Pour qui vit en-dehors des frontières italiennes, il est difficile de comprendre pourquoi la défaite de Silvio Berlusconi aux élections législatives des 9 et 10 avril n’a tenu qu’à une poignée de voix. „Sua Emittenza“ ne s’est pas seulement contenté de laisser derrière lui un bilan social et économique catastrophique. La concentration dans ses seules mains des pouvoirs politique, financier et médiatique, rappelle à l’Italie des heures sombres que l’on croyait révolues. D’ailleurs, dans l’édition du 10 avril du quotidien Liberazione, Rina Gagliardi ose établir ce parallèle: „Franchement, je ne me souviens pas d’une journée d’élections d’une telle intensité émotive – un peu comme si c’était la première fois dans l’Italie à peine libérée du fascisme.“ Comme si tout cela ne suffisait pas, il fallait régulièrement subir les sorties ahurissantes de cet énergumène, caricature vivante des pires clichés de l’Italien macho, as des combines, grande gueule et totalement mégalo. A tel point que même ses alliés européens de droite semblent soulagés de la victoire du centre-gauche.

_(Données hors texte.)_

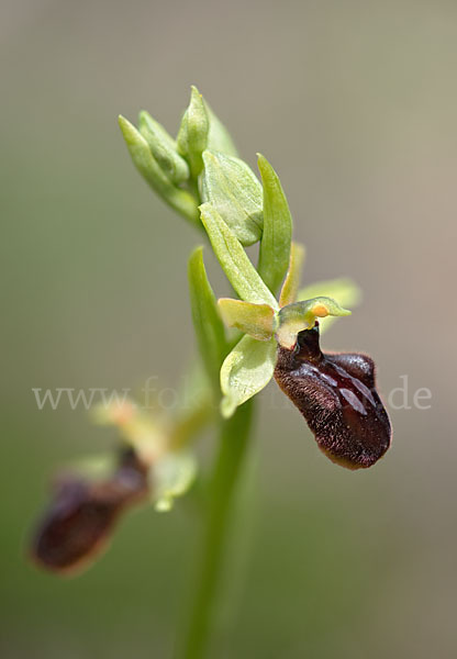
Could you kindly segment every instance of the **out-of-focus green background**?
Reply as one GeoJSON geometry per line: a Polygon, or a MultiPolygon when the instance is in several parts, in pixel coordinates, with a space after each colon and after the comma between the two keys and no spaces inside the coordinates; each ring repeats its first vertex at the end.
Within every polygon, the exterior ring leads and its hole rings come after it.
{"type": "Polygon", "coordinates": [[[24,545],[53,470],[112,438],[83,410],[38,411],[32,388],[175,387],[191,350],[196,235],[134,170],[116,115],[146,108],[175,131],[194,82],[244,157],[279,171],[306,281],[365,290],[324,347],[369,351],[386,396],[408,376],[412,406],[354,473],[264,393],[224,657],[455,657],[456,2],[7,0],[0,38],[2,656],[170,657],[188,504],[125,520],[75,580],[35,570],[24,545]]]}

Pourtant, il s’en est fallu de peu. La moitié des électeurs et des électrices étaient prêts à lui renouveler son bail quinquennal au palazzo Chigi. Les Italiens seraient-ils à ce point couillons? Ce serait se rendre la tâche un peu facile. Après tout, si l’Italie avait son Berlusconi, les USA ont leur Bush et la France son Chirac „Supermenteur“ ou son de Villepin, que l’on peut très bien s’imaginer déambuler dans les couloirs de Matignon portant tricorne inversé, la main droite posée sur l’estomac. Berlusconi n’est pas le seul à se prendre pour l’Empereur.

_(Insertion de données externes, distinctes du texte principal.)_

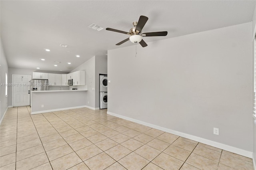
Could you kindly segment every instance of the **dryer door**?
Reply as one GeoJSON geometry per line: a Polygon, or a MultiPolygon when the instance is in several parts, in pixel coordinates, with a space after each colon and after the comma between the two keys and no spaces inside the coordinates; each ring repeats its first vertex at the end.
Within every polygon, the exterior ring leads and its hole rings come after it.
{"type": "Polygon", "coordinates": [[[100,75],[100,91],[108,91],[108,77],[100,75]]]}
{"type": "Polygon", "coordinates": [[[108,104],[108,93],[105,93],[101,97],[101,101],[104,105],[108,104]]]}

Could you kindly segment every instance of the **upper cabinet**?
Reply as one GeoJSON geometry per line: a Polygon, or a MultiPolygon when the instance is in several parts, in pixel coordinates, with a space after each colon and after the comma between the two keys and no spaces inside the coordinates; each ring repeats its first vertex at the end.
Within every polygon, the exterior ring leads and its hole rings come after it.
{"type": "Polygon", "coordinates": [[[52,86],[62,85],[62,75],[61,74],[48,73],[48,83],[52,86]]]}
{"type": "Polygon", "coordinates": [[[68,76],[66,74],[62,74],[61,75],[61,85],[68,85],[67,77],[68,76]]]}
{"type": "MultiPolygon", "coordinates": [[[[79,71],[71,73],[73,85],[85,85],[85,71],[79,71]]],[[[68,75],[69,74],[68,74],[68,75]]]]}
{"type": "Polygon", "coordinates": [[[73,73],[69,73],[68,74],[67,74],[67,79],[68,80],[69,79],[73,79],[73,73]]]}
{"type": "Polygon", "coordinates": [[[33,72],[33,79],[48,79],[48,73],[46,73],[33,72]]]}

Sauf en partant du principe que les électeurs sont masochistes par principe, il faut essayer de comprendre l’enracinement politique d’un phénomène comme le „berlusconisme“. Et cela passe inévitablement par une critique, voire une autocritique. Une autocritique de la gauche italienne.

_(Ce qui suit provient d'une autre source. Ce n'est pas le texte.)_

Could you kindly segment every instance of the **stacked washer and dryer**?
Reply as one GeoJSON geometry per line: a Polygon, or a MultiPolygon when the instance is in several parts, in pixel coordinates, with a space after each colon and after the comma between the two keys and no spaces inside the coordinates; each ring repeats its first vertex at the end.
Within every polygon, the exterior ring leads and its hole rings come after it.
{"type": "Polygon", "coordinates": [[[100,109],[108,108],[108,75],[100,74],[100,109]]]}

Romano Prodi ne va pas gouverner l’Italie pour la première fois. Ce pur produit de la démocratie chrétienne de la première république, est évidemment bien plus sympathique et sa sérénité inspire confiance. L’emballage est une chose, mais qu’en est-il du contenu? Candidat de la gauche, va-t-il cette fois-ci mener une politique digne de ce nom? Certes, le programme gouvernemental de l’Unione est légèrement plus ambitieux que celui du centre-gauche qui détenait la majorité de 1996 à 2001. Mais on est en droit de douter sérieusement que ce social-libéral convaincu rompe clairement avec les dogmes de la libéralisation ou de l’austérité budgétaire. Si certains le célèbrent aujourd’hui encore comme celui qui a fait entrer la Péninsule dans la zone euro, ils minimisent les sacrifices draconiens imposés à la population. Sans oublier non plus que Romano Prodi a présidé la Commission européenne qui a pondu des textes tels que la directive „Bolkestein“. Tout de même. Dans le genre „homme de gauche“, on a déjà vu mieux.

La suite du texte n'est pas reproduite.